It didn’t matter because they weren’t looking for facts; they were looking for “information.” “Information” was necessary to tie Saddam to the “war on terror,” so electrodes were attached, thumbs were screwed, genitals mistreated, people were “extraordinarily hydrated,” and they got lots of “information.”
Hook me up to the Toquemada machine and I’ll confess to anything, any crime, any degradation to make the pain stop, and so will you. In a few days any of us will confess to being responsible for original sin, to make the pain stop.
Did they get facts, sure, cast a net that wide and you’re bound to catch something edible, but I expect that the ratio of facts to “information” is, as they say, “highly classified.”
At what cost did they gather these facts? We’ll probably never know how many average Joes were destroyed, how many families ruined, how many people were murdered as a result of these “enhanced interrogation techniques,” or how many minds were destroyed in the process.
And that is why we cannot “look forward,” we cannot ignore these terrible, willful crimes, these war crimes, these crimes against humanity.

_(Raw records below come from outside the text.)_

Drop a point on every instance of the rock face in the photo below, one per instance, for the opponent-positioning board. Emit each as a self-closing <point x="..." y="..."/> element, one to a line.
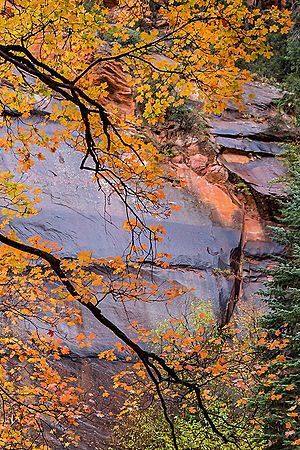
<point x="208" y="238"/>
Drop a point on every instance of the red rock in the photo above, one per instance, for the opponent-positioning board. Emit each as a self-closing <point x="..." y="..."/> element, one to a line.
<point x="216" y="174"/>
<point x="198" y="163"/>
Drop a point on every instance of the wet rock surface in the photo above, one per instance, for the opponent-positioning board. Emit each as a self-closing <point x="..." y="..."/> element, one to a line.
<point x="217" y="242"/>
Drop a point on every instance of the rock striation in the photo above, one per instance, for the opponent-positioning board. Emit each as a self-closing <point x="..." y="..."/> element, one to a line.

We must answer as a society for the criminality of our leadership by prosecuting them for what they purported to do in our name.
Cohen adds this:
At the same time, we have to be respectful of those who were in that Sept. 11 frame of mind, who thought they were saving lives — and maybe were — and who, in any case, were doing what the nation and its leaders wanted. It is imperative that our intelligence agents not have to fear that a sincere effort will result in their being hauled before some congressional committee or a grand jury. We want the finest people in these jobs — not time-stampers who take no chances.
Is the cop on the street who beats a false confession out of a teenage suspect making a “sincere effort” to enforce the law? Is he saving lives?
Are the “finest people” those who can be persuaded to violate all norms of human decency?
Are those who resist power and insist on following the rule of law, now to be called “time stampers,” “who take no chances?”
The best suggestion for how to proceed comes from David Cole of Georgetown Law School. Writing in the Jan. 15 New York Review of Books, he proposed that either the president or Congress appoint a blue-ribbon commission, arm it with subpoena power, and turn it loose to find out what went wrong, what (if anything) went right and to report not only to Congress but to us. We were the ones, remember, who just wanted to be kept safe. So, it is important, as well as fair, not to punish those who did what we wanted done — back when we lived, scared to death, in a place called the Past.
I suggest that blue ribbon commissions are usually hired when whitewashing is felt to be the solution. I think that this is a job for the Justice department and perhaps a special prosecutor.
We don’t need to find out what went wrong, there is a world full of opprobrium focused on our country as a result of these crimes, there is a sea of blood and body parts to attest to what went wrong. There is a universe filled with screams of torment to testify to what went wrong; it is time to find out whom, to what degree and to punish accordingly.
Yes we were scared, I too wanted to be secure but I have never been willing to give up my rights or the human rights of others for my personal safety; so don’t, Mr. Cohen, try to blame this on me or the American people. We didn’t sign on for crimes against humanity.
I’ll leave you with this; I am a Marine veteran of Vietnam; twice a year (as I remember) we were instructed in the Military “Code of Conduct.”
Here is a relevant excerpt:
“It is a violation of the Geneva Convention to place a prisoner under physical or mental duress, torture or any other form of coercion in an effort to secure information.”
US Military Code of Conduct
Fact: Torture is illegal under US and international law.
Fact: We hung German officers and civilians for ordering others to commit war crimes and crimes against humanity.
Fact: We executed Japanese soldiers in WW2 for water boarding allied prisoners.
Fact: We punished our troops in Vietnam for the same offenses.
Leadership must be prosecuted for issuing unlawful orders to their troops which require them to violate our laws, treaties and conventions and the troops they lead are required to differentiate between lawful and unlawful orders whether from superior officers, from a frightened populace or… from a lynch mob.